Of these factors, the scanning gantry angle is the only factor that can be modified during postoperative scanning. Indeed, the physician and technician could easily modulate this angle by altering the patient's head positioning (i.e., through head flexion or extension), or by altering the scan angle according to the CT lateral scout view in which the clip orientation is clearly visible. White artifacts interfere with the visualization of adjacent structures more than streak artifacts. The diameter of white artifacts in the CT scan could be reduced by changing the patient's head position or the gantry angle, with the clip blade being placed as perpendicularly as possible to the scan plane on the lateral scout view
This study has several limitations. Unfortunately, the correlation between the clip artifacts and clip orientation in the frontal scout view could not be analyzed because of the limitation of this retrospective analysis.

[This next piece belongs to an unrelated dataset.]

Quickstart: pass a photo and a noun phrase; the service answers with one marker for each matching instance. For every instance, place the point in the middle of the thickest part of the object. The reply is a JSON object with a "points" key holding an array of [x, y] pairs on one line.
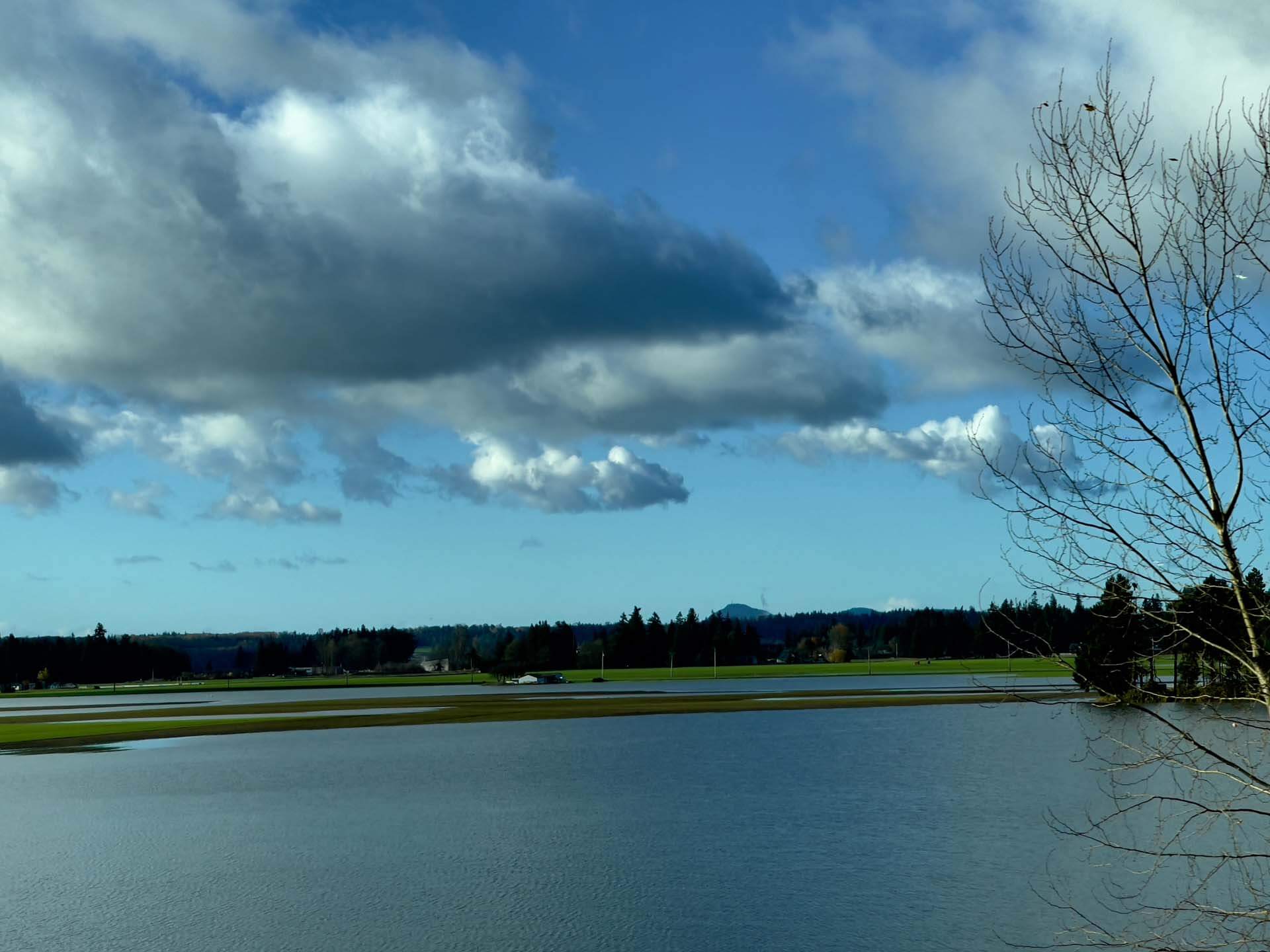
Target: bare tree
{"points": [[1127, 281]]}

Although the clip orientation on the lateral view is the most important contributing factor for the degree of clip artifacts in axial CT images, this is not the case with CTA reconstruction images. Three dimensional CTA might be associated with various technical factors, including patient motion and timing of contrast injection, thus it might be difficult to determine the mechanism underlying the amount of clip artifacts in these images. Compared with measuring artifacts in axial CT conducted under a constant two-dimensional field, measuring artifacts in CTA is more inconstant in 3-D space. Moreover, artifacts in 3-D CTA with a large dmax but small volume might be oversized in the measurements, because the artifacts are measured by diameter rather than volume. Because the use of a complex clip type, including a fenestrated or angled blade, might interfere with the results, we attempted to avoid this issue by including only cases with a straight clip blade. In spite of this effort, there is still a possibility that the clip spring portion might influence the pattern or amount of clip artifacts. Multiple clips or those with a complex shape preclude the clinical implication of artifact-reducing strategies based on clip orientation.
CONCLUSION
Clip artifacts generated by a cobalt alloy clip in a 64-channel CT scan may be influenced by the clip length and the angle between the clip and the scan plane. The number of white artifacts increased when the orientation of the angle between the clip blade and the scan plane was parallel. These findings suggest that clip artifacts after aneurysmal clipping could be minimized by simple maneuvers, such as minimal changes in the scan gantry angle on the lateral scout view if the clip blade is located parallel to the scan plane.